I say “crucial” advisedly. The word derives from the same root as “crux,” “cross” and “crucifix.” The individual who confronts the wisdom in dreams may indeed undergo a kind of psychological crucifixion, an excruciating suspension between the opposites. But how else is the one-sidedness that is tearing our world asunder to be brought into balance, if not through the moral courage of individuals, who find the wisdom to recognize both sides of their own story?

Balance, moral courage, discernment: all are parts of wisdom, as is the seeking of it.

Communing With the Animals: A Dream

We could fill volumes with examples of dream wisdom, once attuned to its subtleties. But I would like to cite just one simple dream, before concluding, as an example of what I consider the “wisdom-voice” in a dream. A woman dreamed:

I am standing in a field, on one side of a wire fence. On the other side of the fence a group of people calls to me impatiently, “Let’s go, let’s go!” Instead of getting caught up in their impatience, however, I calmly say: “No, first we must commune with the animals.” [End of dream.]

Several aspects of this dream reveal what we might call the “vector of wisdom.”

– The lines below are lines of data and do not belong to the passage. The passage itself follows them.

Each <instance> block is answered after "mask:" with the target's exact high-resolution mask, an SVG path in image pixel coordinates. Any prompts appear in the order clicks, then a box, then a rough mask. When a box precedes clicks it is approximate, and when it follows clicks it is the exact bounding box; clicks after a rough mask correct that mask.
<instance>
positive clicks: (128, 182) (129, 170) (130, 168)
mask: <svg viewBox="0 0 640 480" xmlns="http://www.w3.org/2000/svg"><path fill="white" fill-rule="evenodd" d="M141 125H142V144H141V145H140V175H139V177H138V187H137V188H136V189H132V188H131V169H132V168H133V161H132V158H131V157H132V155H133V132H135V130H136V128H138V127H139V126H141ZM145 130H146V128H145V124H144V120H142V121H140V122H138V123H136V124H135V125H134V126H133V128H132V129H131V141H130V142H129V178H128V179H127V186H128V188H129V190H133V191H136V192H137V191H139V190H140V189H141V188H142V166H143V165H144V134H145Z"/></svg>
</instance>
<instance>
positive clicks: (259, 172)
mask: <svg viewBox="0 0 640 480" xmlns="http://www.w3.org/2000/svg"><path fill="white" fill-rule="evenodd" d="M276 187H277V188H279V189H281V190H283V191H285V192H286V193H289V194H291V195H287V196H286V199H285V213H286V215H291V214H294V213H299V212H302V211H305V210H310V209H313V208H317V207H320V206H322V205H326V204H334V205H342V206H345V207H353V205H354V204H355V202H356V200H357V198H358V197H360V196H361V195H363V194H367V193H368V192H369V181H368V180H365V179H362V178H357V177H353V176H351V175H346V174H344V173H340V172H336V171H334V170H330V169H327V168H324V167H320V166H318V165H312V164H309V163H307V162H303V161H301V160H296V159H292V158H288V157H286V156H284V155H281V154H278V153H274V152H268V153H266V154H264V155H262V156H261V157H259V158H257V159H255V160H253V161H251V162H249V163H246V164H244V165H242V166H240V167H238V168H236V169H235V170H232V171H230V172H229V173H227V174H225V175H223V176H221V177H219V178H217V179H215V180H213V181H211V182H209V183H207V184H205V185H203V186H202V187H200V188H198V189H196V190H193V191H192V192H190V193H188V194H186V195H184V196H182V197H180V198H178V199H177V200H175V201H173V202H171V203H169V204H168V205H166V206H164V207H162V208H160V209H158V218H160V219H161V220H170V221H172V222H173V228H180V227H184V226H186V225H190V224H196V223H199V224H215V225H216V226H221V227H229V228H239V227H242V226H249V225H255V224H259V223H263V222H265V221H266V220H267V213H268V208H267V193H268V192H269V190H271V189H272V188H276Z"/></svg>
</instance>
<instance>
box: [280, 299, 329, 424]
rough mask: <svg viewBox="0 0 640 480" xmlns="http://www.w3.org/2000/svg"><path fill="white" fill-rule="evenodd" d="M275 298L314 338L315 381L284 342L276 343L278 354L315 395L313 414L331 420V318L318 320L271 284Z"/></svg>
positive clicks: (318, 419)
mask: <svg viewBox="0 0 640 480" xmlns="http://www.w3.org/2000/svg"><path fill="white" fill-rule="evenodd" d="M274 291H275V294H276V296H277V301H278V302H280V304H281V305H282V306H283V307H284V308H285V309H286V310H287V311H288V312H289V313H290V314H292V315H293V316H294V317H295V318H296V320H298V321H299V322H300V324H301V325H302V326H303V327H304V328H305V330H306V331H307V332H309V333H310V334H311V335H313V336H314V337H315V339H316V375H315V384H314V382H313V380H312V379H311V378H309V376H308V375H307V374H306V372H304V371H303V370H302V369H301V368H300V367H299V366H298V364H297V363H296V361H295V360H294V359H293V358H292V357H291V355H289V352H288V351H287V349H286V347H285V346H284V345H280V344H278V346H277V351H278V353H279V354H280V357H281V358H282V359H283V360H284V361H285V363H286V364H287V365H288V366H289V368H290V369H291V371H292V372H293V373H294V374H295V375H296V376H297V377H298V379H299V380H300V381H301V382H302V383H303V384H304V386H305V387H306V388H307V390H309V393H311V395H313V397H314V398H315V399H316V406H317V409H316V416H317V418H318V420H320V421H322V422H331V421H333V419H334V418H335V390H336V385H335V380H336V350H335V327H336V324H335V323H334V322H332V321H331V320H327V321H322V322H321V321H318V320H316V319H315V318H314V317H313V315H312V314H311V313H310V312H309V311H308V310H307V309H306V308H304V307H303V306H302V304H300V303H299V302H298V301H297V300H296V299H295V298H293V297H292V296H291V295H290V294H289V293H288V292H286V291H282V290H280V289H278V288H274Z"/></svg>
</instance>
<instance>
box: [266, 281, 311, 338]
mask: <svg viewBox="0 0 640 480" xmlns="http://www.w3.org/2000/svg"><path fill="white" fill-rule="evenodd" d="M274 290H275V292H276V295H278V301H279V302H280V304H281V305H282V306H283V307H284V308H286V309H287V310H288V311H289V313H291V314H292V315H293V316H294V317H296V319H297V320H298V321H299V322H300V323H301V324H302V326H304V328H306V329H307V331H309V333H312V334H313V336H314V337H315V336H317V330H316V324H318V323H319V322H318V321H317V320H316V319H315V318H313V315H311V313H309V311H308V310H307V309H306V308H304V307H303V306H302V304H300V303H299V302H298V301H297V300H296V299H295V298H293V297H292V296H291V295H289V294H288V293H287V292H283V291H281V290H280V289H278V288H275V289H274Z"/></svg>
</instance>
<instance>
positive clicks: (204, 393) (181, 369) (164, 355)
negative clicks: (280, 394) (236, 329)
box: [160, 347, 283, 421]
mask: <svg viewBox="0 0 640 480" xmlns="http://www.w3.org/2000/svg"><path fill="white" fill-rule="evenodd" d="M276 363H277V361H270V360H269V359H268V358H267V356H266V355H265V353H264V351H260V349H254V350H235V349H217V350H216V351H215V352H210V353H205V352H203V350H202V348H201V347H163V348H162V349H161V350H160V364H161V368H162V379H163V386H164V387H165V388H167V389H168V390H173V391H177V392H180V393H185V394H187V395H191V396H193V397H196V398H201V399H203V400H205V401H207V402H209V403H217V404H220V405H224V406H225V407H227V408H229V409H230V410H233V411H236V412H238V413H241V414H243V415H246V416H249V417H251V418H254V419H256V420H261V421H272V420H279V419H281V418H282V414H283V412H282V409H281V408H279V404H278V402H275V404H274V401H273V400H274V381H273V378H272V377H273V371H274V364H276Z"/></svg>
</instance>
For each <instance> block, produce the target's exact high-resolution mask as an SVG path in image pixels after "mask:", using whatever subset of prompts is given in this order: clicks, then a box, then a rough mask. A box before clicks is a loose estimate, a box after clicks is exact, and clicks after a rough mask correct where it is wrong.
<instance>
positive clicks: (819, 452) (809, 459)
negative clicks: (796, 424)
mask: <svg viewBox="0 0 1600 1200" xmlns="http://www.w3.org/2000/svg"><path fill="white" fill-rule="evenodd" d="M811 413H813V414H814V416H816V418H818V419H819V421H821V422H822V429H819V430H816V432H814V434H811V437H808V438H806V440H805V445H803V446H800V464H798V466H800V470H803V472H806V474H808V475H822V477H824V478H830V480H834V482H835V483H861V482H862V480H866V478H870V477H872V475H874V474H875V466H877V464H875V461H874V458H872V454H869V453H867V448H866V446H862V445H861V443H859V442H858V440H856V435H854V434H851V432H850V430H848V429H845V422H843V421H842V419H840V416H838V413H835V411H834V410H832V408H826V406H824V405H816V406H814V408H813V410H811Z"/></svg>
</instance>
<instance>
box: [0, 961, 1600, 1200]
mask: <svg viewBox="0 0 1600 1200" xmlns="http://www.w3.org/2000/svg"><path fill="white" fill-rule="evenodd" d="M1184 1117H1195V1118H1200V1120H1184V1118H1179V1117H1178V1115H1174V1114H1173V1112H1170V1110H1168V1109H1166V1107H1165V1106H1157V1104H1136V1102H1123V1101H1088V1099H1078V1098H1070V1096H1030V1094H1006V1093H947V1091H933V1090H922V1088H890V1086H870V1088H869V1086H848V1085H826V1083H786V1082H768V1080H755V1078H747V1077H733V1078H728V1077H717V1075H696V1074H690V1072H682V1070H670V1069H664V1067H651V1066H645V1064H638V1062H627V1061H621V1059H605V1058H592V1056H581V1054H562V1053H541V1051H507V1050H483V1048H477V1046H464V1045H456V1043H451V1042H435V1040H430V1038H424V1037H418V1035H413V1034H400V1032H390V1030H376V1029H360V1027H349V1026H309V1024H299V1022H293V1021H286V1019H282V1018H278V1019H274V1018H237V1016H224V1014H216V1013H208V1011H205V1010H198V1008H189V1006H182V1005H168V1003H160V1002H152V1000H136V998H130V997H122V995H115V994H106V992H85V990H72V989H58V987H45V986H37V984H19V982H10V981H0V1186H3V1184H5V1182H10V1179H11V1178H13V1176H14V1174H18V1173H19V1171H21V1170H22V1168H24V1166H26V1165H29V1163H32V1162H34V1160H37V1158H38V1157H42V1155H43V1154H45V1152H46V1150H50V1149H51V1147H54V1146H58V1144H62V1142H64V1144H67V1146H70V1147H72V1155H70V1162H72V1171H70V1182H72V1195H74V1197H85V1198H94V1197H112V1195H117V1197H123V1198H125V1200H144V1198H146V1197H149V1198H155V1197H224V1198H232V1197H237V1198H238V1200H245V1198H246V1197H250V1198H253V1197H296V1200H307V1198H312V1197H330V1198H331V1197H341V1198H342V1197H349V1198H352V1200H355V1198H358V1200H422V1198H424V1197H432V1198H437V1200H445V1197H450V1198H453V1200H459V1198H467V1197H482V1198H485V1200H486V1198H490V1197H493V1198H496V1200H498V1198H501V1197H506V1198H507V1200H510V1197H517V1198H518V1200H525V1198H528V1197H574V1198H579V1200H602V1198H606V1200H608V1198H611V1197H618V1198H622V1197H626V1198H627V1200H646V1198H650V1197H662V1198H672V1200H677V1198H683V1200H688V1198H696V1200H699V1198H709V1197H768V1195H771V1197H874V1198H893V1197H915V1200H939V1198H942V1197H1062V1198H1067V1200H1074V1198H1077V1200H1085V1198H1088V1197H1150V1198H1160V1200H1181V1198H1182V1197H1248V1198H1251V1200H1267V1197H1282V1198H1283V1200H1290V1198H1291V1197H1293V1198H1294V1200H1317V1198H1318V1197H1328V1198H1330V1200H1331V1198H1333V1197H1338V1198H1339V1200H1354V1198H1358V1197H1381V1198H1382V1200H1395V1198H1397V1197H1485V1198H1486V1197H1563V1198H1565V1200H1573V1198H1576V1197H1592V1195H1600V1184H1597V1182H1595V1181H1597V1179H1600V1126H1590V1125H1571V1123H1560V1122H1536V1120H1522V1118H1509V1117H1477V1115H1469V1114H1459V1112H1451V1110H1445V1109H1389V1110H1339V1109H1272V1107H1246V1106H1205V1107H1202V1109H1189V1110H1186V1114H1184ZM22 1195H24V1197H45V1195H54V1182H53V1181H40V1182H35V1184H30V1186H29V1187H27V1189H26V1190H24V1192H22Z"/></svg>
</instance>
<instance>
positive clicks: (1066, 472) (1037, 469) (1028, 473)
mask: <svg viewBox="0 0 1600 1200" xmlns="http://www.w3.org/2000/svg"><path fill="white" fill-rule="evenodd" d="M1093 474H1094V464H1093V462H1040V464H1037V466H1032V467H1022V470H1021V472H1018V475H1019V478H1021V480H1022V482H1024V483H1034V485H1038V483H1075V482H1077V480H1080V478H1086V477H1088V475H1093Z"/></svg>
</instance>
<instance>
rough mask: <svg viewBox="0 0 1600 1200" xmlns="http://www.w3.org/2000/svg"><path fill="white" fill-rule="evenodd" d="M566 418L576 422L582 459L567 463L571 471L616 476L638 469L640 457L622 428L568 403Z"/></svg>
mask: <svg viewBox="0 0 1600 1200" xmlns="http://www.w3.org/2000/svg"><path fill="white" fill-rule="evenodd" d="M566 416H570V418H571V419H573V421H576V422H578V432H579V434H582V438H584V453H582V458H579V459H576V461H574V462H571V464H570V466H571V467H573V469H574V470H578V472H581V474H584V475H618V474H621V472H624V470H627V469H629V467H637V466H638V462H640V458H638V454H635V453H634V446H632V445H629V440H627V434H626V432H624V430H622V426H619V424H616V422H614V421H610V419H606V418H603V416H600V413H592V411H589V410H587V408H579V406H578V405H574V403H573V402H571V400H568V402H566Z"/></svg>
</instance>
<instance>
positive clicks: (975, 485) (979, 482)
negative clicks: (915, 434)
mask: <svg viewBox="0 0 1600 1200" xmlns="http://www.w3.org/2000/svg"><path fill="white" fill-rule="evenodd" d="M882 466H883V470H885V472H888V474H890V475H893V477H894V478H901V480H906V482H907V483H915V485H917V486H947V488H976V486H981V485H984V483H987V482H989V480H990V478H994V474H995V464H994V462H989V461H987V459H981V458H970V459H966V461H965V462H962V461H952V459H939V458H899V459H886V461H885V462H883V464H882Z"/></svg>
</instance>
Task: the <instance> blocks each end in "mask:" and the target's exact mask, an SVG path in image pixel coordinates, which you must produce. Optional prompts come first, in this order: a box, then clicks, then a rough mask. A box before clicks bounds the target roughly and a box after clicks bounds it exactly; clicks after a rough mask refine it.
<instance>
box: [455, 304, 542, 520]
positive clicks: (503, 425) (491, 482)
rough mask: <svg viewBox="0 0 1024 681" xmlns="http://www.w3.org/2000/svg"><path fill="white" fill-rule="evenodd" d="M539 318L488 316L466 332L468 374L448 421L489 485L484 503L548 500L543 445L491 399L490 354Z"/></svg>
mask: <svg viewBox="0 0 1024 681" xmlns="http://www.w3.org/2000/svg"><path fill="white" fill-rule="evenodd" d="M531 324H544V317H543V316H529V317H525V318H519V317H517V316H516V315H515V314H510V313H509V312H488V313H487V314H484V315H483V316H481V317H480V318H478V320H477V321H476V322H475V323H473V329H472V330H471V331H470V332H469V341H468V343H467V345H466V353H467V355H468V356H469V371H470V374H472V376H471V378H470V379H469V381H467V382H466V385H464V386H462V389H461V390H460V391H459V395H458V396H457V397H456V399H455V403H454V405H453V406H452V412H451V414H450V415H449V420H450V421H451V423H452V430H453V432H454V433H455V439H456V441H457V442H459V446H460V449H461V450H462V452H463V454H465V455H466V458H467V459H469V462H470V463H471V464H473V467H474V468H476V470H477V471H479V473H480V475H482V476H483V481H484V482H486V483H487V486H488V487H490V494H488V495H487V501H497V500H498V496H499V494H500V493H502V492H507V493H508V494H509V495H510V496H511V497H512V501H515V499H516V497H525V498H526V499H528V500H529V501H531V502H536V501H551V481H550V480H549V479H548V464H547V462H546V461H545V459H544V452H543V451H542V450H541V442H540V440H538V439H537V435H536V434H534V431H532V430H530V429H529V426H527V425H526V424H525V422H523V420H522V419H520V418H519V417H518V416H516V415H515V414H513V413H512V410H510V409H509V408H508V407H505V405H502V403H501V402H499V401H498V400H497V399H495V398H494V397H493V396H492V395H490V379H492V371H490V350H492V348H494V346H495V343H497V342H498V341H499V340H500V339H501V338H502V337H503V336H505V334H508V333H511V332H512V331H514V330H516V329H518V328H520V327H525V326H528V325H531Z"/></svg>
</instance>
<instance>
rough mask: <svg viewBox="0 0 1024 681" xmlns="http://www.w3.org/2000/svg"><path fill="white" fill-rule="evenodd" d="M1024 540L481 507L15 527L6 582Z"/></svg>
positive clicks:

First is the distinction between the individual and the group, which are placed on opposite sides of the fence. So long as the dreamer is caught up in collectively-determined impatience -- drivenness -- she will probably not be open to wisdom. But she is on the “other side of the fence.”

Second, the wire fence is a porous division, not an absolute barrier. She can see the group and hear its call throughout the dream. But whereas they are agitated, she is calm. In this respect the dream shows the dreamer resisting the emotional pull of a complex, which usually draws one into a less-differentiated state -- a form of regression. We function at a lower level than what we are capable of.

Third, it is probably because she is standing “on her own side of the fence” that she is able to give voice to the wisdom-perspective. If she can stay grounded in this way, she may be able to detach herself from the complexes with which she has been aligned or identified in the past. They won’t disappear or stop exerting their pull, but at least she has established a precedent of “standing her ground.”

Fourth, the wisdom-message that “first we must commune with the animals” suggests that the dreamer is aware of a priority lost on the group: communion with the animals in some way takes precedence over pursuit of worldly concerns.

Fifth, it should be noted that “the animals” do not appear in the dream. They are not visible. Interestingly, this suggests that the “communion” need not be taken literally, that is, it can take place inwardly. The animals are always present, we just usually ignore them.

Finally, we should note that this small dream is an exception that proves the rule, since the wisdom-voice usually emerges from the depths of the dream, carried by a figure other than the ego. This is in line with our traditional notion of the angel, who flies from “heaven” to deliver a healing message to the receptive ego. Thus, it often happens that a stranger, an animal, even the structure of the dream itself, gives voice to a wisdom the ego is lacking. Here, the dreamer finds herself aligned with the “angelic” message.

This dream suggests that a shift is taking place in the dreamer’s psyche, a loosening of the ties between the ego and the complexes with which it is normally aligned or identified. The dream therefore points to new potentials that are within reach of consciousness -- if she can only continue to stand her ground.

A deeper implication is that the wisdom flowing from the Self, as an expression of the Whole, is close by, ready to manifest itself to her and, through her, to the world.

As we go deeper into our dreams, and incorporate more and more of their inherent wisdom, we may gradually find in the individual soul a reflection of the underlying patterns humans have always recognized as “divine.” In this sense, as individual sparks of the divine fire, we all participate in the cosmic currents of wisdom that, I believe, permeate the universe and everything in it.

Let us all seek wisdom, then, in ourselves, in our dreams, in one another and in the world. And whenever or wherever we find it, may we find the courage to live it, embody it, bring it forth and let it shine.